Unrestricted use of third generation cephalosporins may result in increased resistance to Klebsiella pneumonia and Escherichia coli, as well as undesirable side effects such as pseudolithiasis and reversible cholelithiasis in the paediatric population. Ceftriaxone is contraindicated in hyperbilirubinemia neonates due to reports that it displaces bilirubin from albumin, elevating free bilirubin concentrations and increasing the risk of neonatal jaundice. It is critical to monitor renal function and look for allergic responses and probable anaphylactic response signs.
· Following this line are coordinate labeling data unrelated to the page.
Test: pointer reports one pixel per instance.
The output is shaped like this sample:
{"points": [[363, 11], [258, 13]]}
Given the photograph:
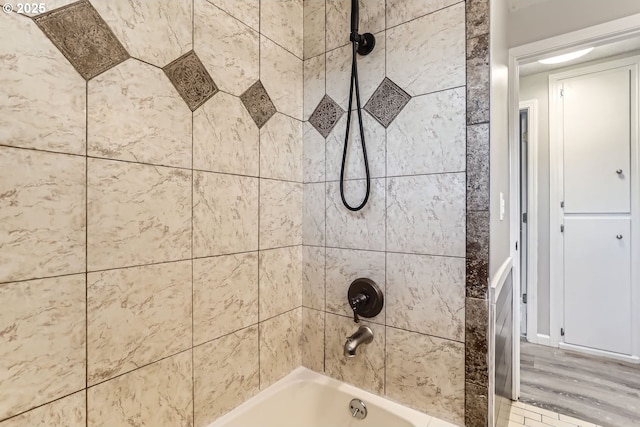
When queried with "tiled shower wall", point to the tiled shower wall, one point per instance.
{"points": [[425, 94], [150, 209]]}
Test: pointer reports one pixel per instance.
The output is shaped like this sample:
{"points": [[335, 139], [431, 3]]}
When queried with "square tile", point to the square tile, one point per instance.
{"points": [[224, 376], [83, 37], [191, 80], [135, 114], [426, 373], [225, 214], [137, 214], [136, 316], [356, 230], [280, 281], [36, 83], [280, 214], [225, 137], [366, 369], [154, 395], [426, 214], [429, 135], [436, 44], [326, 116], [258, 103], [387, 102], [42, 214], [225, 295], [69, 411], [280, 346], [281, 149], [313, 277], [426, 294], [343, 267], [42, 348]]}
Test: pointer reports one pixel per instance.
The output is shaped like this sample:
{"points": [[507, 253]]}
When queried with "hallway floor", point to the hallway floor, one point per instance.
{"points": [[601, 391]]}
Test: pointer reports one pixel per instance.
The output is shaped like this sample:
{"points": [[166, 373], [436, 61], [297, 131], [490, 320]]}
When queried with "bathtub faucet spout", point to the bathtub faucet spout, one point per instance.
{"points": [[364, 335]]}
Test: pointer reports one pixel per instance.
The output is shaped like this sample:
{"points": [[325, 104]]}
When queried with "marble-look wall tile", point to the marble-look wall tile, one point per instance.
{"points": [[225, 295], [225, 137], [477, 348], [356, 230], [312, 339], [36, 83], [136, 316], [372, 16], [426, 214], [281, 74], [375, 139], [280, 346], [313, 214], [426, 294], [42, 214], [135, 114], [314, 82], [247, 11], [428, 136], [280, 281], [478, 84], [225, 374], [42, 345], [153, 31], [478, 167], [280, 213], [69, 411], [221, 39], [313, 154], [281, 148], [477, 254], [314, 27], [400, 11], [366, 370], [426, 373], [313, 274], [436, 44], [155, 395], [477, 12], [137, 214], [372, 68], [282, 22], [343, 267], [225, 214]]}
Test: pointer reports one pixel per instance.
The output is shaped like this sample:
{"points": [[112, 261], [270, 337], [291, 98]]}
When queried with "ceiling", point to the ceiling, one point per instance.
{"points": [[599, 52]]}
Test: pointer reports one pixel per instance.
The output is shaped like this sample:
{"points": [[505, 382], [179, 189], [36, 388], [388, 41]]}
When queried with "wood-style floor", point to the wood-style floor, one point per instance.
{"points": [[595, 389]]}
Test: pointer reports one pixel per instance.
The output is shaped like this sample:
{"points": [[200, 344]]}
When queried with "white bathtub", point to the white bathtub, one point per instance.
{"points": [[308, 399]]}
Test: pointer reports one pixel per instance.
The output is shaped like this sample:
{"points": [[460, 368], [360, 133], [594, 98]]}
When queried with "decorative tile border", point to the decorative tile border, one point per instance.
{"points": [[83, 37]]}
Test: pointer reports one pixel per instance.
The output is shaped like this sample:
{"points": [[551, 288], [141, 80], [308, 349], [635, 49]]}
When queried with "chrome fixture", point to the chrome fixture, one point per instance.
{"points": [[362, 44], [364, 335], [358, 409]]}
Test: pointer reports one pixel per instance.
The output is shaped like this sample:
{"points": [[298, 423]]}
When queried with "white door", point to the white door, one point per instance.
{"points": [[596, 137]]}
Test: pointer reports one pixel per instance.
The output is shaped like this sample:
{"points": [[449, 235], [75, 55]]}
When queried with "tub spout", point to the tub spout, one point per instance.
{"points": [[364, 335]]}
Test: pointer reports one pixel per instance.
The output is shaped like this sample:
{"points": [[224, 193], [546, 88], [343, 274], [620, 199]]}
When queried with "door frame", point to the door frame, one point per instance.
{"points": [[556, 241], [607, 32]]}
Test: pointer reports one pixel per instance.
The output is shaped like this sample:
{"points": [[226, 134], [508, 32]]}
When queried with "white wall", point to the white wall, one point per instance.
{"points": [[555, 17], [499, 136]]}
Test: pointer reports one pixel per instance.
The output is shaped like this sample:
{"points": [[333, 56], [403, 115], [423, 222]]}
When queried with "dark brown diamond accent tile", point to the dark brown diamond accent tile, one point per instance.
{"points": [[83, 37], [256, 100], [326, 115], [387, 102], [191, 79]]}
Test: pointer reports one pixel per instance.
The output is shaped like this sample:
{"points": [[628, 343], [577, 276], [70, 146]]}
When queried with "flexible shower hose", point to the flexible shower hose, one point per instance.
{"points": [[354, 83]]}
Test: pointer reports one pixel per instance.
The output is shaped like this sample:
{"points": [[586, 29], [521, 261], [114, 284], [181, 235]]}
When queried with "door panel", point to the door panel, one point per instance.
{"points": [[598, 303], [597, 138]]}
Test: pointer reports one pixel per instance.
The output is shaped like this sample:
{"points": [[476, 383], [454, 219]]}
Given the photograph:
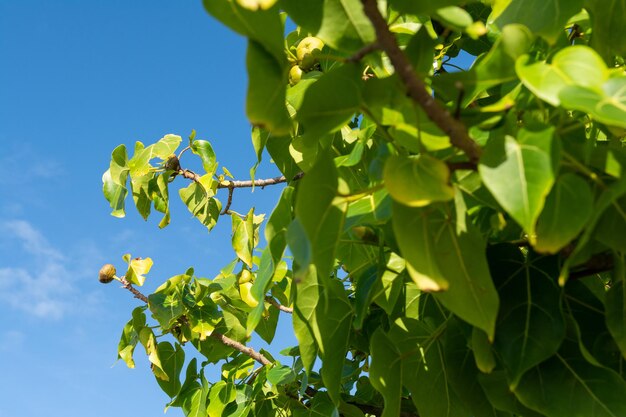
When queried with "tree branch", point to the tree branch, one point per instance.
{"points": [[215, 334], [229, 201], [190, 175], [417, 89], [278, 305], [361, 53]]}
Cephalosporin antibiotics have been shown to produce dermatological side effects such as Red Mann Syndrome and other skin manifestations.
To reduce the dangers associated with cephalosporin usage, it is critical to follow proper prescription guidelines and prevent inappropriate or extended use of antibiotics. This can be reduced by utilising narrower-spectrum antibiotics where necessary, employing susceptibility testing to guide treatment decisions, and taking into account the potential side effects and dangers associated with each antibiotic. Future research should focus on refining prescribing guidelines, exploring innovative alternatives, and addressing emerging challenges in pediatric antimicrobial therapy.